De Daniel de Roulet. Éditions Buchet Chastel, 144 pages, 14 euros.
Il fut un temps où la Suisse était un pays pauvre que ses habitantEs quittaient pour émigrer en masse aux quatre coins du monde. Il fut aussi un temps où la Suisse était, notamment avec les ouvrierEs de l’horlogerie, une des avant-gardes d’un mouvement ouvrier en construction, et notamment de l’anarchisme. À Saint-Imier, petite ville de la partie francophone du canton de Berne, se sont réunies, en 1872, les sections de la Ire Internationale qui refusaient les décisions du congrès de La Haye excluant Bakounine.

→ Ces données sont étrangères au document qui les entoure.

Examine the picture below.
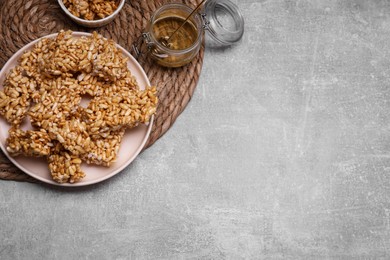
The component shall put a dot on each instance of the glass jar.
(221, 18)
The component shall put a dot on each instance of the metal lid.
(225, 22)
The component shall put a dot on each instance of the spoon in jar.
(165, 39)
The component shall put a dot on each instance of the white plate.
(133, 141)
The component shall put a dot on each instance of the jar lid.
(224, 21)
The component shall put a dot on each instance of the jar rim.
(216, 28)
(195, 17)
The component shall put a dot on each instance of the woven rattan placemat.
(23, 21)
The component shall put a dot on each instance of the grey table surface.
(282, 153)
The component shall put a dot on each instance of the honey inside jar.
(174, 35)
(175, 32)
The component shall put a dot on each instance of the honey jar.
(175, 32)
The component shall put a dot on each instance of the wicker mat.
(23, 21)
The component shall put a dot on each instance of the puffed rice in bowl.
(90, 13)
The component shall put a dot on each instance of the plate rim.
(111, 174)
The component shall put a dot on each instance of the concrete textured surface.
(283, 153)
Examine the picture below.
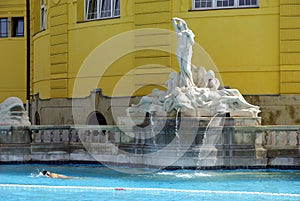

« Ni dieu, ni chef, ni mari »
Daniel de Roulet, écrivain suisse, a passé son enfance à Saint-Imier. Il imagine l’histoire de « dix petites anarchistes » (c’est ainsi qu’on les appelle) qui quittent Saint-Imier en 1873 pour tenter de vivre selon leurs principes, tant en matière d’organisation sociale que de rapports avec les hommes : « Ni dieu, ni chef, ni mari ». Elles iront vers l’Amérique latine : la Patagonie, le sud du Chili, l’île Juan Fernandez (celle de Robinson Crusoé) et enfin Buenos Aires. En chemin, de Roulet leur fait croiser divers personnages historiques : Louise Michel et les déportéEs de la Commune, l’anarchiste italien Malatesta et enfin le colonel Falcon, chef des forces répressives argentines.
Au fur et à mesure du temps et des épreuves, leurs conceptions se transforment : elles passent de la recherche d’une communauté idéale aux luttes ouvrières et à la construction de syndicats, sans exclure les attentats pour riposter aux violences des dominants. On sent poindre aussi, dans les réflexions de la seule survivante du groupe (qui est supposée en rédiger l’histoire) un pessimisme sur les perspectives finales et la réalisation des idéaux anarchistes : « Ce qui compte, ce n’est pas de réaliser l’utopie de l’anarchie, c’est d’être anarchistes ».